Passkeys are not deployed directly to every application — they are deployed to the Identity Provider, which then provides SSO access to applications. This concentrates the passkey implementation to one system.

Okta

Okta supports FIDO2 WebAuthn as an authenticator factor. Configure WebAuthn as a factor in authentication policies; set it as the required factor for privileged applications and zero-trust access policies. Okta FastPass extends this to device-trust verification alongside the FIDO2 challenge.

Microsoft Entra ID

Entra ID supports Windows Hello for Business (device-bound passkey using Windows TPM), FIDO2 security keys, and Microsoft Authenticator passkeys. Configure Conditional Access policies to require phishing-resistant MFA for privileged roles and sensitive applications.
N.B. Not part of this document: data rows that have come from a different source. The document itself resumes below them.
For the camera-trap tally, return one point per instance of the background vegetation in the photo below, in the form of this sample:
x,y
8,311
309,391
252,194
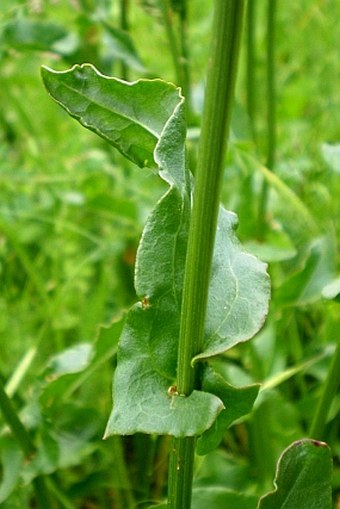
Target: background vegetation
x,y
71,213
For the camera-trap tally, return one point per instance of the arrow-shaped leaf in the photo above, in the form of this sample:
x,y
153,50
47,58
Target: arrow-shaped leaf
x,y
303,478
130,116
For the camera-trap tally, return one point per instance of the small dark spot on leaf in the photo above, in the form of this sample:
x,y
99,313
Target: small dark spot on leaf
x,y
145,302
172,391
317,443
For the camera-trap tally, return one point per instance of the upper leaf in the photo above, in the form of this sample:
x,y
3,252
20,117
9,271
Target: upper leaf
x,y
303,478
130,116
239,292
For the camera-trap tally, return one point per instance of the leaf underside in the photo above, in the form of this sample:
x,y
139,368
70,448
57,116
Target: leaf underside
x,y
303,478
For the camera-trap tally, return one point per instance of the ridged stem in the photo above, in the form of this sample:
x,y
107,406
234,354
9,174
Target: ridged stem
x,y
271,111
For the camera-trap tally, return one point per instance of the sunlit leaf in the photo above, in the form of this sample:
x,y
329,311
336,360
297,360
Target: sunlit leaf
x,y
238,401
239,292
130,116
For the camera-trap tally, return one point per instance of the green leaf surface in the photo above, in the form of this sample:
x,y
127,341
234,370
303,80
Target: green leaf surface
x,y
130,116
141,399
238,401
303,478
276,246
239,292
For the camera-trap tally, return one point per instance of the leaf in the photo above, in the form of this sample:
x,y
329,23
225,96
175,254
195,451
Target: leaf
x,y
141,399
145,121
130,116
303,478
239,292
276,246
238,401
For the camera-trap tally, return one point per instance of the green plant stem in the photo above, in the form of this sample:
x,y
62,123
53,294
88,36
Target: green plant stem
x,y
177,60
26,445
124,24
121,475
329,391
251,64
271,111
227,27
185,59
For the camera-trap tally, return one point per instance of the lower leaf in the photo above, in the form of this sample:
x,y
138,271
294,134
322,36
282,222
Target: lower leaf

Entra ID's Temporary Access Pass supports bootstrapping passkey enrollment for new devices.

Ping Identity / ForgeRock

Ping Workforce and ForgeRock support WebAuthn authenticator as a factor in adaptive authentication policies. Suitable for heterogeneous environments with mixed IdP deployments.

Google Workspace

Google supports passkeys natively for Google account authentication, and Google Cloud supports FIDO2 for admin console access. For Workspace users, Google's passkey support means end users can enable passkeys on consumer Google accounts used for Google SSO.

Device Management Requirements

Enterprise passkey deployment requires coordination with device management to ensure FIDO2 authenticators are trusted and properly attested.

TPM requirement for Windows Hello for Business

Windows Hello for Business stores private keys in the device TPM. Devices without TPM 2.0 cannot use Windows Hello for Business as a passkey. Verify TPM availability and version across your Windows fleet before planning Windows Hello deployment. Most devices manufactured after 2017 have TPM 2.0.

Attestation verification

Enterprise IdPs can verify FIDO2 authenticator attestation — cryptographic proof of the authenticator model and manufacturer. This allows policies that only permit passkeys from attested authenticators (organization-managed devices with TPM, or approved security key models). Prevents users from registering low-assurance authenticators (unmanaged phones) for privileged access.

MDM enrollment requirement

For platform passkeys (Windows Hello, Apple Face ID), consider requiring MDM enrollment as a prerequisite for passkey registration. MDM-enrolled devices are verified to meet compliance requirements; unmanaged personal devices may not be appropriate authenticators for enterprise access depending on your security policy.

FIDO2 security key inventory

For privileged users who need hardware security keys (roaming authenticators), maintain an inventory of issued keys. FIDO2 security keys should be provisioned and attested by IT, not purchased and self-enrolled by users. Yubikey 5 Series and Feitian EPass support enterprise attestation.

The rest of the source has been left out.